How to bias Z3's (Python) SAT solving towards a criteria, such as 'preferring' to have more negated literals - z3

In Z3 (Python) is there any way to 'bias' the SAT search towards a 'criteria'?
A case example: I would like Z3 to obtain a model, but not any model: if possible, give me a model that has a great amount of negated literals.
Thus, for instance, if we have to search A or B a possible model is [A = True, B = True], but I would rather have received the model [A = True, B = False] or the model [A = False, B = True], since they have more False assignments.
Of course, I guess the 'criteria' must be much more concrete (say, if possible: I prefer models with the half of literals to False ), but I think the idea is understandable.
I do not care whether the method is native or not. Any help?

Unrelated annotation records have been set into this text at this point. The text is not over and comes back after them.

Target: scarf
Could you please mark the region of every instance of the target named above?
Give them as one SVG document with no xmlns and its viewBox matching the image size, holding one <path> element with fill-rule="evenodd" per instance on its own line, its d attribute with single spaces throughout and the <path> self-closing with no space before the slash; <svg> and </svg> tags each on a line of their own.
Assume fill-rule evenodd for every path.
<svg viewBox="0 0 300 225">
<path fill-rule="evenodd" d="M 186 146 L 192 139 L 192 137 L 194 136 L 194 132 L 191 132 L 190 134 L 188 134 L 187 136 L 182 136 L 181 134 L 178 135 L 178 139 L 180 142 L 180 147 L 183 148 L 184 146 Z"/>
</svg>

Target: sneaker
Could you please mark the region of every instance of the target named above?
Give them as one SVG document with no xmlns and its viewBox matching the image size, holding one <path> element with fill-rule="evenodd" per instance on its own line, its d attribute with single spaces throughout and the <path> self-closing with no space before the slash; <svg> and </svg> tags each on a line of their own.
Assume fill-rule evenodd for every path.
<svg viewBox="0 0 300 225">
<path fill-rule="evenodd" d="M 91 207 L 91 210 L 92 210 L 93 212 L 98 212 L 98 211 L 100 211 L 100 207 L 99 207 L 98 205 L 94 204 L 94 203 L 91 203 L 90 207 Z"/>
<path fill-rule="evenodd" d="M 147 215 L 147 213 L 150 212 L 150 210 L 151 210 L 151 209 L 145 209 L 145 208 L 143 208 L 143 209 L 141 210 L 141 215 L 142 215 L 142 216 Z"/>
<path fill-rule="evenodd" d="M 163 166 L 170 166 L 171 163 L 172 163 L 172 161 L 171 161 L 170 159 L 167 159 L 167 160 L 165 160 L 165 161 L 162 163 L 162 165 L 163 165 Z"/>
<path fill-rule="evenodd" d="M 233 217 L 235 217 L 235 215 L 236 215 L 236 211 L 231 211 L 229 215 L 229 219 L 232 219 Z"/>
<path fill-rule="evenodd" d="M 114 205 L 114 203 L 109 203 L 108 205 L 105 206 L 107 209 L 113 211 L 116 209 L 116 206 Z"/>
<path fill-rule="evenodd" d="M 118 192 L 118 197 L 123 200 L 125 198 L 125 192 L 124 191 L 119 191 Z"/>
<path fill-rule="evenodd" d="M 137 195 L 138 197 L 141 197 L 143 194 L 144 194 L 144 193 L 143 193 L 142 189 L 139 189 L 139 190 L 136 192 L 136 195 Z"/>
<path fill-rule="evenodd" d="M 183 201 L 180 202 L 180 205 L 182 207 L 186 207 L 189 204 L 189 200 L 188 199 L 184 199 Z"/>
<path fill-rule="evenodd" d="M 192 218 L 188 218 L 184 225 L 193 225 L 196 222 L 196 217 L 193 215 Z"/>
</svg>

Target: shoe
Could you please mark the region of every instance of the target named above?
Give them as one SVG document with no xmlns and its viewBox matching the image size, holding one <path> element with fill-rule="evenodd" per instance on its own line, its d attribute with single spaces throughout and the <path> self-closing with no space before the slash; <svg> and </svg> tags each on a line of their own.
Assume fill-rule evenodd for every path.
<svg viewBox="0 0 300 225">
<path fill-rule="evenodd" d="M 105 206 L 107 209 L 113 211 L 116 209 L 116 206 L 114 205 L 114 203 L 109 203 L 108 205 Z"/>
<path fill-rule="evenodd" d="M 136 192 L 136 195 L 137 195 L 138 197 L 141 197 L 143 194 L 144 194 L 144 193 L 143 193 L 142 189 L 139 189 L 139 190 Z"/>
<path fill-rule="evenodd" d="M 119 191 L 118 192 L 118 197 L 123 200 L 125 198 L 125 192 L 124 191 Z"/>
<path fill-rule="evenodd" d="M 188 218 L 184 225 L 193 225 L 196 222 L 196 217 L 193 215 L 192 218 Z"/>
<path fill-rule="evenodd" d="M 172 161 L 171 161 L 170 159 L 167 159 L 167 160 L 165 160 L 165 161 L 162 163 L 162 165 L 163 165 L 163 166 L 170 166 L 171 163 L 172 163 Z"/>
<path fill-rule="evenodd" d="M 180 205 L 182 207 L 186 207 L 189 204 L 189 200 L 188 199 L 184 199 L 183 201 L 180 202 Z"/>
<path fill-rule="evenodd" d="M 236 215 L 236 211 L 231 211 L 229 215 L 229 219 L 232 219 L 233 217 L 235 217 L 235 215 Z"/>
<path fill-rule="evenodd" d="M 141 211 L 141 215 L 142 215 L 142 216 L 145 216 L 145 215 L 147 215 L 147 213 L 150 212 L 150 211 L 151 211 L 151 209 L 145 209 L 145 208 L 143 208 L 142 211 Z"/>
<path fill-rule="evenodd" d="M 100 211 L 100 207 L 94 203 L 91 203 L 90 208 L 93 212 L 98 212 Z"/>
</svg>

There are two main ways to handle this sort of problems in z3. Either using the optimizer, or manually computing via multiple-calls to the solver.
Using the optimizer
As Axel noted, one way to handle this problem is to use the optimizing solver. Your example would be coded as follows:
from z3 import *
A, B = Bools('A B')
o = Optimize()
o.add(Or(A, B))
o.add_soft(Not(A))
o.add_soft(Not(B))
print(o.check())
print(o.model())
This prints:
sat
[A = False, B = True]
You can add weights to soft-constraints, which gives a way to associate a penalty if the constraint is violated. For instance, if you wanted to make A true if at all possible, but don't care much for B, then you'd associate a bigger penalty with Not(B):
from z3 import *
A, B = Bools('A B')
o = Optimize()
o.add(Or(A, B))
o.add_soft(Not(A))
o.add_soft(Not(B), weight = 10)
print(o.check())
print(o.model())
This prints:
sat
[A = True, B = False]
The way to think about this is as follows: You're asking z3 to:
Satisfy all regular constraints. (i.e., those you put in with add)
Satisfy as many of the soft constraints as possible (i.e., those you put in with add_soft.) If a solution isn't possible that satisfies them all, then the solver is allowed to "violate" them, trying to minimize the total cost of all violated constraints, computed by summing the weights up.
When no weights are given, you can assume it is 1. You can also group these constraints, though I doubt you need that generality.
So, in the second example, z3 violated Not(A), because doing so has a cost of 1, while violating Not(B) would've incurred a cost of 10.
Note that when you use the optimizer, z3 uses a different engine than the one it uses for regular SMT solving: In particular, this engine is not incremental. That is, if you call check twice on it (after introducing some new constraints), it'll solve the whole problem from scratch, instead of learning from the results of the first. Also, the optimizing solver is not as optimized as the regular solver (pun intended!), so it usually performs worse on straight satisfiability as well. See https://www.microsoft.com/en-us/research/wp-content/uploads/2016/02/nbjorner-nuz.pdf for details.
Manual approach
If you don't want to use the optimizer, you can also do this "manually" using the idea of tracking variables. The idea is to identify soft-constraints (i.e., those that can be violated at some cost), and associate them with tracker variables.
Here's the basic algorithm:
Make a list of your soft constraints. Int the above example, they'll be Not(A) and Not(B). (That is, you'd like these to be satisfied giving you negative literals, but obviously you want these to be satisfied only if possible.) Call these S_i. Let's say you have N of them.
For each such constraint, create a new tracker variable, which will be a boolean. Call these t_i.
Assert N regular constraints, each of the form Implies(t_i, S_i), for each soft-constraint.
Use a pseudo-boolean constraint, of the form AtMostK, to force that at most K of these tracker variables t_i are false. Then use a binary-search like schema to find the optimal value of K. Note that since you're using the regular solver, you can use it in the incremental mode, i.e., with calls to push and pop.
For a detailed description of this technique, see https://stackoverflow.com/a/15075840/936310.
Summary
Which of the above two methods will work is problem dependent. Using the optimizer is easiest from an end-user point of view, but you're pulling in heavy machinery that you may not need and you can thus suffer from a performance penalty. The second method might be faster, at the risk of more complicated (and thus error prone!) programming. As usual, do some benchmarking to see which works the best for your particular problem.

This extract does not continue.